When there are multiple sessions/tracks, and the ISO9660 track is the first one (as seen on video games with audio tracks, or the BeOS CDs for example), everything is also fine. The session partitionning system is used, but the first session has an offset of 0 and everything still works.

In the case of these Blue Book CDs, the ISO9660 filesystem starts in the last track on the disc, and in a separate session. So, the ISO9660 filesystem should look for his header at the start of that session, but then use disc-relative numbers as soon as it tries to access something else. So I see two possible solutions:

  • Have the session partitionning make all sessions overlapped and starting from the first sector of the disc, to make ISO9660 happy, and then somehow inform it of where is the ISO9660 header.
  • Have the partitionning system as it is now (so sessions match the physical layout of the disc), have ISO9660 convert the on-disc asolute numbers to session-start-relative (possibly negative), then the session partitionning system convert back to absolute numbers. This menas more involved changes to the ISO9660 and makes it more complex, but somehow it feels more "natural" to me than overlapping the partitions.

In the first case, I think we would also break any other filesystem used, for example the BFS track on the BeOS CDs.

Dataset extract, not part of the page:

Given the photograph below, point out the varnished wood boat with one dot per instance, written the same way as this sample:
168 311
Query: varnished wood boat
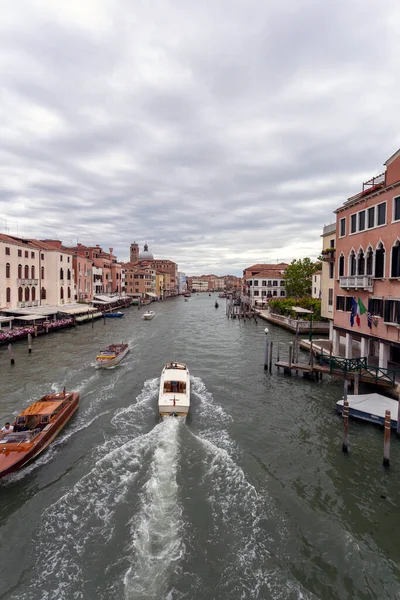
112 355
35 428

In the second case these would continue to work, using only positive offsets from the session start (as they do now).

in reply to:  9 comment:10 by bonefish, 5 years ago

Replying to pulkomandy:

So I see two possible solutions:

  • Have the session partitionning make all sessions overlapped and starting from the first sector of the disc, to make ISO9660 happy, and then somehow inform it of where is the ISO9660 header.

That's fairly simply. The partitioning system can use the partition_data::parameters field to store additional information (in driver settings format).

  • Have the partitionning system as it is now (so sessions match the physical layout of the disc), have ISO9660 convert the on-disc asolute numbers to session-start-relative (possibly negative), then the session partitionning system convert back to absolute numbers. This menas more involved changes to the ISO9660 and makes it more complex, but somehow it feels more "natural" to me than overlapping the partitions.

Seeking to or reading from negative offsets is not possible. That wouldn't be a big problem, though, as the ISO9660 module could determine that it is mounting a session and instead work with the underlying disk device. I can't say that find this particularly "natural". IMO partitions should cover the accessed data range.

In the first case, I think we would also break any other filesystem used, for example the BFS track on the BeOS CDs. In the second case these would continue to work, using only positive offsets from the session start (as they do now).

But those aren't even multi-session -- and it wouldn't make any sense either -- or do I miss something?

comment:11 by pulkomandy, 5 years ago

Blocking: 7899 added

(In #7899) Duplicate of #11455 which has an analysis of the problem in the ticket comments.